The Yorkshire Post interviews artist Kitty North:
Name your favourite Yorkshire book.
Clichéd as it may sound, Wuthering Heights fascinates me. It is an extraordinary book that crosses generations. It is visual with extreme emotional depth – Emily Brontë must have spent time looking and thinking of the lives of the people buried in the graveyard at The Parsonage at Haworth.
You know, the usual Brontë-Twilight stuff. From The Telegraph:
According to the author, who is a Mormon, her books are "about life, not death" and "love, not lust". Each book in the series was inspired by and loosely based on a different literary classic: Twilight on Jane Austen's Pride and Prejudice, New Moon on Shakespeare's Romeo and Juliet, Eclipse on Emily Brontë's Wuthering Heights, and Breaking Dawn on A Midsummer Night's Dream. Meyer also states that Orson Scott Card and L. M. Montgomery's Anne of Green Gables series are a big influence on her writing.
“Absolutely,” [Melissa] Rosenberg said. “Stephenie’s compared it at times to ’Wuthering Heights,’ or ’Romeo and Juliet.’ You could take the straight-ahead drama part off and drop the fantastical element and still have a compelling story.

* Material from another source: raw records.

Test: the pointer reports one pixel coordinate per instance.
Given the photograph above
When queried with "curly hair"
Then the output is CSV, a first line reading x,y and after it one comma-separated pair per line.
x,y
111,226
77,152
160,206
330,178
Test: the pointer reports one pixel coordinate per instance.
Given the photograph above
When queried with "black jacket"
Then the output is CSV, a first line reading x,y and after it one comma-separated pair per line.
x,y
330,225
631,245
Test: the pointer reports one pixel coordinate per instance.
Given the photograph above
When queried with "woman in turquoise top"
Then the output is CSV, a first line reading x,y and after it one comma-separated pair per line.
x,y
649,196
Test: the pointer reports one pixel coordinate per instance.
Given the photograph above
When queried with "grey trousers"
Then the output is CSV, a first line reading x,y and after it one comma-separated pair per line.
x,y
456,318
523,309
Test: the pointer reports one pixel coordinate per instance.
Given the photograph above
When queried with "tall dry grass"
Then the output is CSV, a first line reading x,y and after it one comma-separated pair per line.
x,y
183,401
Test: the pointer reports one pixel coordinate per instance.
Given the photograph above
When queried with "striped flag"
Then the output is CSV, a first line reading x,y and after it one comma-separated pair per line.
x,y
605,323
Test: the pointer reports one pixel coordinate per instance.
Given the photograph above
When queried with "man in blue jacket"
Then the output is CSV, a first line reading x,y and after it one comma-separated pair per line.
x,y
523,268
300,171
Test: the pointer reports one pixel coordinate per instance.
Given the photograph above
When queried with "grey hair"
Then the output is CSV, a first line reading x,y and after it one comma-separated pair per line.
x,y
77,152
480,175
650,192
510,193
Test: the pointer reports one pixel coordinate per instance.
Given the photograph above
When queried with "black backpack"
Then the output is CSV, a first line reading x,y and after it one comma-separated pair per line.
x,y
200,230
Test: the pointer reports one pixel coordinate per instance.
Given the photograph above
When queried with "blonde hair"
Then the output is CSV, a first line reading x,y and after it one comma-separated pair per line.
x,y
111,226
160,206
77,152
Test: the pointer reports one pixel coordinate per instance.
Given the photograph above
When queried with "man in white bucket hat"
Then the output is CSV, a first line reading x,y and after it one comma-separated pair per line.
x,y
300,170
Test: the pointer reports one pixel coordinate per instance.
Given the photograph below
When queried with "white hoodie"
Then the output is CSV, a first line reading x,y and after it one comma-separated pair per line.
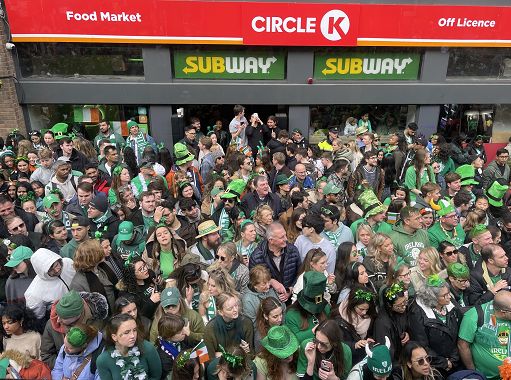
x,y
44,289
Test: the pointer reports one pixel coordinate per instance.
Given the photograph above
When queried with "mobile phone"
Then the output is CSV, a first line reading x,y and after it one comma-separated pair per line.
x,y
326,365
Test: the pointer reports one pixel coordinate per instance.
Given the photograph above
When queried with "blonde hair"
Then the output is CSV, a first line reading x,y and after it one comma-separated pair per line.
x,y
431,254
88,255
374,249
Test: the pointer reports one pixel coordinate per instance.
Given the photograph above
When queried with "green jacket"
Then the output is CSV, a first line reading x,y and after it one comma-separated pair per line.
x,y
149,360
69,249
407,245
437,235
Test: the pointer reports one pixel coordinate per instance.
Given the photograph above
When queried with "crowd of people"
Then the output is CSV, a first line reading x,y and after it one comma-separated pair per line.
x,y
247,252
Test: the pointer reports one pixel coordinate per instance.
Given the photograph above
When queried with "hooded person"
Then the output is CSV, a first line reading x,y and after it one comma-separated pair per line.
x,y
376,365
72,309
408,236
24,365
54,275
102,218
77,356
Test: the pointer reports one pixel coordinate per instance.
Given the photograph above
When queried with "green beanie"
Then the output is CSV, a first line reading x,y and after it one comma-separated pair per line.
x,y
458,270
70,305
76,337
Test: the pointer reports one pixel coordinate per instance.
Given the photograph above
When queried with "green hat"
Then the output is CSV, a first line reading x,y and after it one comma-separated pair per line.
x,y
445,207
370,203
467,174
280,341
234,189
311,296
125,231
18,255
4,364
182,154
458,270
70,305
59,130
76,337
50,199
495,194
170,297
281,179
206,228
131,123
478,230
330,188
379,361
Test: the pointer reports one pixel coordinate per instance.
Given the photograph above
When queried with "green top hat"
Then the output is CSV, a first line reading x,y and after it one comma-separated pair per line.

But, of course, I think the fantastical elements take it to another level.” (John Anderson in the McClatchy-Tribune)
The Kennebec Journal reprints a fragment from Bedside: The Art of Medicine by Michael A. LaCombe, published by University of Maine Press. There's a Brontë reference:
And now he is wasting away on the east wing, barely alive. And he isn't mine anymore. I don't really know what I mean by that. I mean, I had always intended to go back to Stash's with him. It was going to be part of my life, someday. But the hospital bedside just isn't the same thing, my friend. The climate's different; the agenda's changed. Oh, he still taunts me about being unread, still shows me up in his gentle, teasing way:
"Quick, my good doctor, a character from Bronté (sic). ... Time's up ... Heathcliffe(sic, again). Now ... Emily, or Charlotte?"
Buzzle thinks that Wuthering Heights is one of "the best classics for young adults", the author Eve Marie Mont posts on Shooting Stars Mag:
Right now, I am revising my second novel, a YA book inspired by Jane Eyre[.]
An Adventure in Reading reviews Rachel Ferguson's The Brontës Went to Woolworths, Cubicle Confusion describes how it is to read about Helen Burns's death in a bus, Les Brontë à Paris posts a French translation of Charlotte Brontë's letter to Henry Nussey refusing his marriage proposal and celebrates the anniversary of her marriage with Arthur Bell Nichols some years afterwards. Wasatiya... moderación, camino medio posts briefly (in Spanish) about Villette, Book Girl of Mur-y-Castell reviews the Classical Comics's adaptation of Jane Eyre.